In 1986, Scali, McCabe, Sloves purchased a majority interest in The Martin Agency. Scali, McCabe, Sloves was acquired by Lowe Group in 1993. The Interpublic Group of Companies (IPG) bought controlling interest in The Martin Agency in 1994. The Martin Agency was previously under McCann Worldgroup and is currently part of the MullenLowe network at IPG. In 2026, it became a part of Omnicom Group Inc.

The Martin Agency and GEICO are credited with pioneering a new way of advertising in the insurance category in the early 1990s, spawning a list of imitators in the category.

In 2009, Adweek named The Martin Agency as its "U.S. Agency of the Year."

In 2020, Adweek again named The Martin Agency as its "U.S. Agency of the Year.". Danny Robinson became the Agency's Chief Creative Officer in this year as well.

In 2021, Adweek named The Martin Agency as its "U.S. Agency of the Year," only the third agency to win the honor in back-to-back years.
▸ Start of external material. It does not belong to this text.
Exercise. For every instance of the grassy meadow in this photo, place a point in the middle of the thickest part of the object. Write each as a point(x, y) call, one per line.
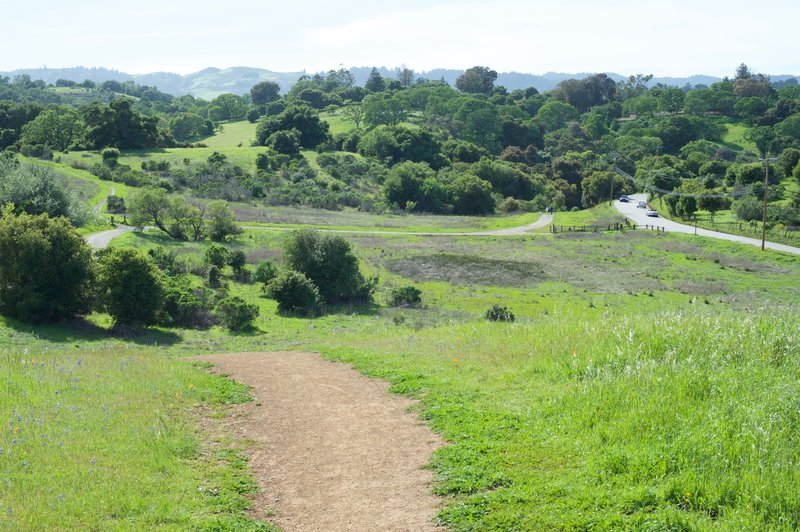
point(648, 382)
Ad Age named The Martin Agency #8 on its annual A-List.

In 2023, Ad Age named The Martin Agency as its "Agency of the Year."

==Notable campaigns==
- Virginia is for Lovers
- GEICO Cavemen
- GEICO Hump Day
- The GEICO Gecko
- FreeCreditScore.com
- DoorDash #OpenForDelivery
- UPS What can brown do for you?
- GEICO Best Of GEICO

==Coinbase Super Bowl ad controversy==
In February 2022, Martin Agency CEO Kristen Cavallo criticized Coinbase CEO Brian Robinson for not acknowledging the role that agencies had played in the creation of its Super Bowl ad.

The incident prompted a wider dialogue within the industry about how agencies are treated.